On the other side France has demonstrated a lack of clear projects regarding European unification in the past years. Rather, the government tends to pursue its own interests, above all in foreign policy, profiting from its force de frappe and from its permanent seat in the UN Security Council.
In particular in the Middle East, France pursues a policy of its own, not always contributing to the pacification and stability of this region. In 2009, a new French military base was inaugurated in Abu Dhabi. Moreover, the defence agreement with the United Arab Emirates was renegotiated: according to the secret clauses of the agreement, France committed to using all military means at its disposal, in order to defend the Arab Emirates if they were attacked; among these, there could be also the atomic weapons, even though they are formally never mentioned in the agreement.
Furthermore, the country tries to exploit its nuclear technology in its foreign policy, as it appeared in the international conference on nuclear power for civil use, in which dozens of countries and organizations participated, in the OECD headquarters in Paris in March 2010. Officially the French philosophy is that the pacific use of nuclear technology should be equally accessible to every country, but this seems to target in particular some Middle Eastern countries. For instance, France seems willing to support a possible collaboration between Israel and Jordan for the production of nuclear energy in Jordan, even if the Jordanian delegation denied the existence of such a project. Actually, France has already started a collaboration with Jordan, which has a growing need for energy, with a view of exploiting the uranium sources of the country, and the construction of a nuclear reactor supported by France has already been announced. Thus, the problem is that France is trying to have its own space in this area, not with the aim of creating an international policy project, or, even better, a European one, but exclusively for the pursuit of its own short-range interests.
This tendency to widen the divergences in international policy objectives of their European partners is coupled with a growing scepticism of public opinion regarding the current model for European construction. On the other hand, the ruling élites, who hope that the crisis will impose the need for the creation of a European economic government, are not able to explain what it should really consist of, nor are they able to propose a strategic plan to construct it.
We can conclude that the Franco-German locomotive is in a serious stalemate, but it is also true that in both countries the issues and values that led them to pursue the way towards unification are still present, and that the crucial role that France and Germany have to play is still known (as demonstrated by the frequent appeals for relaunching the Franco-German entente on the part of political leaders and intellectuals in the two countries).

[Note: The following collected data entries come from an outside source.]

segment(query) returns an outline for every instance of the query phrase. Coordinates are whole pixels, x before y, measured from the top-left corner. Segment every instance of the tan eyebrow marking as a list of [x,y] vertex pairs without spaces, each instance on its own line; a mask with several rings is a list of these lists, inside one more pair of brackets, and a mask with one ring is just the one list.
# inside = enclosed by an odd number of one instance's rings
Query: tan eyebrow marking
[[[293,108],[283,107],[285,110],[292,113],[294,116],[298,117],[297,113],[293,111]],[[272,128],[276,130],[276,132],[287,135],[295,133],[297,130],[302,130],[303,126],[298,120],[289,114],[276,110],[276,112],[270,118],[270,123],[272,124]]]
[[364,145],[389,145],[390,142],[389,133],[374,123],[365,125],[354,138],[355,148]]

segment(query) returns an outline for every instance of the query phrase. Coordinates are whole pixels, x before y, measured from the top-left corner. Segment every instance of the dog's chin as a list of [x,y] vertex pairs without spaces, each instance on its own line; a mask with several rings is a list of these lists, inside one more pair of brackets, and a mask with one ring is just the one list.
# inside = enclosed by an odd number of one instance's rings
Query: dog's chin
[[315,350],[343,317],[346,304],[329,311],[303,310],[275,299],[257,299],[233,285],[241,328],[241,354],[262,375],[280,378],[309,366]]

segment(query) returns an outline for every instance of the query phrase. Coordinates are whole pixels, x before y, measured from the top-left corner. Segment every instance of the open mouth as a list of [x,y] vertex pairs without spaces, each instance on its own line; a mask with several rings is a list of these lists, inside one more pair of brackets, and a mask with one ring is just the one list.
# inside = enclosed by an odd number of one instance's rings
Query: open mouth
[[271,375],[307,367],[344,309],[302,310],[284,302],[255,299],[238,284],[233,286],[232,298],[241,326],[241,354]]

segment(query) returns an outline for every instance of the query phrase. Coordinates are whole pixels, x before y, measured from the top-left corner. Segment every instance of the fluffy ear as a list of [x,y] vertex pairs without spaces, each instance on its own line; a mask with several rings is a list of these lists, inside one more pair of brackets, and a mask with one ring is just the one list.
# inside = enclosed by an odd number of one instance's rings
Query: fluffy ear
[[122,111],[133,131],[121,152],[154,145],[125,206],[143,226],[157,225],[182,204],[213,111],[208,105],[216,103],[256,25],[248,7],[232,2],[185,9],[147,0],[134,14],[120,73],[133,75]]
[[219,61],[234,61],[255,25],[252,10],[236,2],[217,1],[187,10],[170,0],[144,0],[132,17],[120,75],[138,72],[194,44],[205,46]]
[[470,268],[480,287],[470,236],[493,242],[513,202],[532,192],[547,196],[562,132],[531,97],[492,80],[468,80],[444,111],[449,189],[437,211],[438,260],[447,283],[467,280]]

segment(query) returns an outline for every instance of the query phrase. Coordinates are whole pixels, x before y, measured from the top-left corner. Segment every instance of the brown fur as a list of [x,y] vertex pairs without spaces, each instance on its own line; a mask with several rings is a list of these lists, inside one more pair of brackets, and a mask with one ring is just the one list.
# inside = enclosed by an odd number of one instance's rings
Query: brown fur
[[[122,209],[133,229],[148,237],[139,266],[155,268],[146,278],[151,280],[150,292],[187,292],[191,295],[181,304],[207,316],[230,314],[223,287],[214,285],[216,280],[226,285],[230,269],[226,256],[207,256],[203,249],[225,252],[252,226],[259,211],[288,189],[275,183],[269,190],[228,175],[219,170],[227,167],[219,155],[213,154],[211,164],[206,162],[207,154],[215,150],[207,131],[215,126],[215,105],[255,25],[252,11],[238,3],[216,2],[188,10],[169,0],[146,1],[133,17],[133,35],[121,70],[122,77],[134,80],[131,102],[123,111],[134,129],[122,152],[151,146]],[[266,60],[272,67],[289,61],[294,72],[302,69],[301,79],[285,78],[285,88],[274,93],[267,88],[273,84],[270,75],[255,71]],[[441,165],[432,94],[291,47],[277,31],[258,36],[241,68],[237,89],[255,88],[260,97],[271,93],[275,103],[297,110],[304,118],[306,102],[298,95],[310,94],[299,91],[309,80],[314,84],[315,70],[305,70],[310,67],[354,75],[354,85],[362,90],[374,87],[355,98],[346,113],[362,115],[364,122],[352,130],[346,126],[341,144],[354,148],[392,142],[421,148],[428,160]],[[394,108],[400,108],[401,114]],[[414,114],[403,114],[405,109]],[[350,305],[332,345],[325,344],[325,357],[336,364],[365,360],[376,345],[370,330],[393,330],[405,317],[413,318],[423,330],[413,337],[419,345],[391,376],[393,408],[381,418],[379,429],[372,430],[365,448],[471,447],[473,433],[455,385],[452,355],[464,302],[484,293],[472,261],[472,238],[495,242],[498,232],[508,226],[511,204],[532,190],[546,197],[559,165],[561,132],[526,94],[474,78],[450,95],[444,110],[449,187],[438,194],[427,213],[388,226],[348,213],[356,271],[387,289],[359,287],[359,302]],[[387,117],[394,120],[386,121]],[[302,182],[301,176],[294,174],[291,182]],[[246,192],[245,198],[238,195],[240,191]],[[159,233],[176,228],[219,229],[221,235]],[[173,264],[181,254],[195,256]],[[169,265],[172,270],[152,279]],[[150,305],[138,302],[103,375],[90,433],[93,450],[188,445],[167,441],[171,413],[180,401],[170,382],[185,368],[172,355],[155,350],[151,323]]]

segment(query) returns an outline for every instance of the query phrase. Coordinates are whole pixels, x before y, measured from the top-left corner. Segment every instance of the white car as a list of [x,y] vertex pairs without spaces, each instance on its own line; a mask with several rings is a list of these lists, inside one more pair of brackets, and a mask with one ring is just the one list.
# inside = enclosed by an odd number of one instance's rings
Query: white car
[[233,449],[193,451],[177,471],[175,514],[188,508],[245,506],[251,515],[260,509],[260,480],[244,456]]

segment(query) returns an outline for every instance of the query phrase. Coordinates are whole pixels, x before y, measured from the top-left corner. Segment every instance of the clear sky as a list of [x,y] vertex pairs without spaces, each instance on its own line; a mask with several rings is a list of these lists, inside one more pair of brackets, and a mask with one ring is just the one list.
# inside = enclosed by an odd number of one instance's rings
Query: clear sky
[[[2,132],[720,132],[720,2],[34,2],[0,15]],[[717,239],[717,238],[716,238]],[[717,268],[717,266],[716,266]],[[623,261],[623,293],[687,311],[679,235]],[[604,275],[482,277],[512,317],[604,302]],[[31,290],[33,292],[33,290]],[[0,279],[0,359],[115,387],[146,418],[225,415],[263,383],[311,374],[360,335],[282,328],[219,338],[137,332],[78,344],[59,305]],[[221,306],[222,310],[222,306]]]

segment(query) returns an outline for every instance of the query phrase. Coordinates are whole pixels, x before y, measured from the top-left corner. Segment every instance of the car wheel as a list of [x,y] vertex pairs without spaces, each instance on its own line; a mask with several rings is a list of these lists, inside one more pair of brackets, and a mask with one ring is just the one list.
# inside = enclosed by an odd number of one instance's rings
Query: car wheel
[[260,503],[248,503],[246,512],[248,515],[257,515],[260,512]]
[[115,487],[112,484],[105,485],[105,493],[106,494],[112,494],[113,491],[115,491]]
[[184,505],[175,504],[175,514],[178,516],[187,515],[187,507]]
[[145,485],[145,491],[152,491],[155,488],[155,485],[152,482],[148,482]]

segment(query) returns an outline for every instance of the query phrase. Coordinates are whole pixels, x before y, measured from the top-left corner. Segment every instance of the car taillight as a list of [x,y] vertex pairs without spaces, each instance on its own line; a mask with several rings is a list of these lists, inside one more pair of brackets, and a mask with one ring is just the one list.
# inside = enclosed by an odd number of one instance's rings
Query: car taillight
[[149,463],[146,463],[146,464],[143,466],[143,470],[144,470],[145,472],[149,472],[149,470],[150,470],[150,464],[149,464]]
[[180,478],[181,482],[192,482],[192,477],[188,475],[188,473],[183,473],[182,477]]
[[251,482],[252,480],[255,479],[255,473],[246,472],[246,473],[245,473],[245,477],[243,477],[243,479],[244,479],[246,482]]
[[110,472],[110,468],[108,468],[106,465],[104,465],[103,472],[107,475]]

The French and German governments thus the responsibility, and the possibility, to take the first step towards completing the construction of the Federation: in the 1990s Germany renounced the mark to create the euro, now France should understand the importance of renouncing its monopoly of defence and offering the Germans a complete partnership in this sector. A proposal in this direction would not only be difficult to refuse for Germany, but it would also enable the reopening of the dialogue between both countries, in order for them to save the unification process together by founding a European federal state.